Sometimes when I am reading, I let my eyes blur to rest them for a moment. In that blurred vision, the spaces in between the words become more pronounced, sometimes falling into arrangements that suggest shapes and figures. I see all different kinds of things in these shapes made by the spaces. People. Animals. All kinds of things. Anyone else?
Not so much with words, but definitely with leaves blowing on large trees blowing in the wind, or knots on wooden boards.
I look at the negative space in the real world, especially if I'm composing a photograph or planning a painting. I don't do it with the whitespace in books, though.
I do that with carpets all the time, and my floor at night. My room's so messy that all sorts of monsters start popping out once the lights go down.
If I did that, Wrey, I would never see anything else again. hahaha Seriously, I do know what you mean, though. I used to do that all the time when I was working on my last manuscript. I think the weirdest thing I ever saw was a horrible face. I turned off the computer and went to bed.
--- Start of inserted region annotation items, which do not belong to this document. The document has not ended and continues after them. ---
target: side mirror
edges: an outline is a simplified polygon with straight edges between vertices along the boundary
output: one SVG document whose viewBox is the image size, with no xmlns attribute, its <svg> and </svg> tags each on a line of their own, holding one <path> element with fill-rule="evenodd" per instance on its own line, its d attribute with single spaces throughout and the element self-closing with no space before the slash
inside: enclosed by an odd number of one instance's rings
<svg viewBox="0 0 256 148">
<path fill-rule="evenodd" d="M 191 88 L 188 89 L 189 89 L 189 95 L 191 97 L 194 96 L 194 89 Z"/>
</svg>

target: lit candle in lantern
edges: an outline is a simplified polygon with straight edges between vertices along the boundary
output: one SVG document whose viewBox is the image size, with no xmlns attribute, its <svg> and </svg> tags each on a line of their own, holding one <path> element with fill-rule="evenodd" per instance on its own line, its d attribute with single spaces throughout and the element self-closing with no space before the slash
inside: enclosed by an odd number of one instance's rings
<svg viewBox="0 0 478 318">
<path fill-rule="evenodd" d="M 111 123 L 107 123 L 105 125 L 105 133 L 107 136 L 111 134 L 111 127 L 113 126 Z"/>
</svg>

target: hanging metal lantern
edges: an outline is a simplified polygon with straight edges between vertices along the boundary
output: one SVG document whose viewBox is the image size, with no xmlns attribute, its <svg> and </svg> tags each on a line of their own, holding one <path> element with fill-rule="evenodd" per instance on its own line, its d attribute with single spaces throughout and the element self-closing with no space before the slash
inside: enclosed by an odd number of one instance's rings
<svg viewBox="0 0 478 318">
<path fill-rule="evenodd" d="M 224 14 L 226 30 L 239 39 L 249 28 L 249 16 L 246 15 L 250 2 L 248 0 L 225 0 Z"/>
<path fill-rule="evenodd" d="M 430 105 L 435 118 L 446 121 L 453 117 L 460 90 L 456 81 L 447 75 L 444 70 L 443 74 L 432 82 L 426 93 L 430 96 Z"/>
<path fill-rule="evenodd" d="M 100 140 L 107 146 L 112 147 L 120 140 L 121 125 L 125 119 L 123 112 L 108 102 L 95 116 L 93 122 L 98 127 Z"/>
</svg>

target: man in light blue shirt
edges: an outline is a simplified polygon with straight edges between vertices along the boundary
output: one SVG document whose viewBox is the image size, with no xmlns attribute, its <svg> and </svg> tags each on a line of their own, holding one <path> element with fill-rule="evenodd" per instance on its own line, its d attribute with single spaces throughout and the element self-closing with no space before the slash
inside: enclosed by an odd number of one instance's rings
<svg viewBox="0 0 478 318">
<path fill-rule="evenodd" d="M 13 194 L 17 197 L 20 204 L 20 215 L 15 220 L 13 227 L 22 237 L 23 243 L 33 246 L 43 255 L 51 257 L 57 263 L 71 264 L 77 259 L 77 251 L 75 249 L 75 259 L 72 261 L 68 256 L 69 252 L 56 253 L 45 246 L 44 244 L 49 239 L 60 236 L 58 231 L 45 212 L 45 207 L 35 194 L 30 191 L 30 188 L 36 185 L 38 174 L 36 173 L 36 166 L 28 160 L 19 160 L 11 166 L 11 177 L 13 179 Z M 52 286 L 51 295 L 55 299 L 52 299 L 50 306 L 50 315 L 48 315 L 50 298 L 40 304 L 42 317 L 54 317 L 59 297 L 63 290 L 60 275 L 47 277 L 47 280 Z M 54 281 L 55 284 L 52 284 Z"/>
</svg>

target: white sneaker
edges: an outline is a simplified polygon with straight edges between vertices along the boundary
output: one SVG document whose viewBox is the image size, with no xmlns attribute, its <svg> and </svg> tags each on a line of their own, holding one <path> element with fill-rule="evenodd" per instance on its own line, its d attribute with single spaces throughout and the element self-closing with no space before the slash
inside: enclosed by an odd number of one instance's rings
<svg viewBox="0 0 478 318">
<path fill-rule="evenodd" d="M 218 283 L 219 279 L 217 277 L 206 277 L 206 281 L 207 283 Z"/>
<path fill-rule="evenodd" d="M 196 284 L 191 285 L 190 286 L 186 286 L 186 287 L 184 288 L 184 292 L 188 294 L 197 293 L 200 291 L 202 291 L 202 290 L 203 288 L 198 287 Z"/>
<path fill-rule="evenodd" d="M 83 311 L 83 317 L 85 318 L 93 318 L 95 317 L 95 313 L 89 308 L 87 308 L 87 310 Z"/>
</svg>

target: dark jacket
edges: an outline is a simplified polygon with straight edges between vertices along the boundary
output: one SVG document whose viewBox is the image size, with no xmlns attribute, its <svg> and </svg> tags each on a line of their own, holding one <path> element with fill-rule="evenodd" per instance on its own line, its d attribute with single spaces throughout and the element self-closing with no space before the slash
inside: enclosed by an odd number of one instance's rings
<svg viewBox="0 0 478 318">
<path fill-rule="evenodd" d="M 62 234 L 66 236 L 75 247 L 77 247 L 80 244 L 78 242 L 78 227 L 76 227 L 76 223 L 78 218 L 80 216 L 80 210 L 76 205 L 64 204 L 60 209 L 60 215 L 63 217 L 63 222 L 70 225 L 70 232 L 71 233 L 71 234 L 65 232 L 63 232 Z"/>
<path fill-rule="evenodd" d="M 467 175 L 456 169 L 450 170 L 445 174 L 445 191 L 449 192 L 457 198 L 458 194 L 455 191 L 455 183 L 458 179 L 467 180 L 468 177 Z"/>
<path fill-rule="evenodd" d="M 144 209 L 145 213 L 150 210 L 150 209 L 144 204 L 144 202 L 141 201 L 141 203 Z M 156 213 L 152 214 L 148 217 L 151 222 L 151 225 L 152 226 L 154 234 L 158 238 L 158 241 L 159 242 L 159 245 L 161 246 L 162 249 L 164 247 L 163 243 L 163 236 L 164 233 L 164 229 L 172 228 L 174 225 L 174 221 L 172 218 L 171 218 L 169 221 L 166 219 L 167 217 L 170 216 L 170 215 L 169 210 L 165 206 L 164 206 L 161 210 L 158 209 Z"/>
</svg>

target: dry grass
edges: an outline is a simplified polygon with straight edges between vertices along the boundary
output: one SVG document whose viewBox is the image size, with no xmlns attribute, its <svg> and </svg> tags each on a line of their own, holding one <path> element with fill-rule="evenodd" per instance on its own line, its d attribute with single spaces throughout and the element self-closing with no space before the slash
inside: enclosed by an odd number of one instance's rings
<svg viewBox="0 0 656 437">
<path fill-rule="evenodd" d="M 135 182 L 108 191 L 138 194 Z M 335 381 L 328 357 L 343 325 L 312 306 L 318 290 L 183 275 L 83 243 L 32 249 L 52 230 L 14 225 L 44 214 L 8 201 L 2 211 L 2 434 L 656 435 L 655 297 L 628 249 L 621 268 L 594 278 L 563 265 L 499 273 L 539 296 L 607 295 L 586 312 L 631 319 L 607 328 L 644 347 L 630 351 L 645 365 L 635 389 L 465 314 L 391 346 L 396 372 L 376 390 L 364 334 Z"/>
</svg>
I imagine most folks do something analogous to what you're suggesting. Might not be the white space between words, but it could be the shape of the letters or the sound of the language or (in my case) I sometimes read a story from the end toward the beginning, maybe after I've read it from beginning to end (or not). I don't necessarily "see" things that way (meaning visual), but doing that with words and stories is part of what prompts my imagination to take hold, or (in the case of reading a story from end to beginning) gives me a different understanding of what the writer was actually doing (I think, because I'm processing the story in a different way). I think everyone has unique ways of "seeing" beyond what their eyes permit them to actually see. So, if you're trying to be sure you're not just crazy, you can either accept that you're not, or that everyone else probably is, too. Your call.